Rapid Feasibility Studies of Tracers for Positron Emission Tomography: High-Resolution PET in Small Animals with Kinetic Analysis

Abstract

The development of methods for production of a radiotracer for use in human studies with positron emission tomography (PET) is often a time-consuming process of optimizing radiolabelling yields and handling procedures. Sometimes the radiotracer is not the original drug, but rather a derivative with unknown in vivo pharmacological properties. We have developed a fast and simple method of testing putative new PET tracers in vivo in small animals. The procedure has been validated in rats with different PET tracers with known kinetic and pharmacological properties ([2-18F]2-fluoro-2-deoxy-d-glucose, [ N-methyl-11C]Ro 15-1788, and [15O]butanol).

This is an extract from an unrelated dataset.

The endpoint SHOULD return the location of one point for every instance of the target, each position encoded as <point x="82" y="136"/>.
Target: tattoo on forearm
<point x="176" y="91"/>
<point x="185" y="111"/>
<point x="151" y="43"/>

The tracer concentration in arterial blood was continuously measured to obtain the brain input function. Following image reconstruction of the scans, time–activity curves of selected regions of interest were generated. Estimations of CMRglc (1.0 ± 0.2 μmol g−1 min−1), CBF (1.4 ± 0.4 ml g−1 min−1) and transport rate constants for [ N-methyl-11C]Ro 15-1788 (K1 = 0.44 ± 0.01 ml g−1 min−1 and k2 = 0.099 ± 0.005 min−1) as well as calculated first pass extraction (0.32 ±0.1) are in reasonable agreement with literature values. Small animal studies require minimal amounts of radioactivity and can be performed without sterility and toxicology tests. They may serve as a preliminary basis for radiation safety calculations because whole body scans can be performed even with a head scanner. The major advantage of this procedure in comparison to ex vivo autoradiography is that very few experiments are necessary to reliably determine the properties of the blood–brain barrier transport of the radiotracer and the possible whole brain receptor binding characteristics.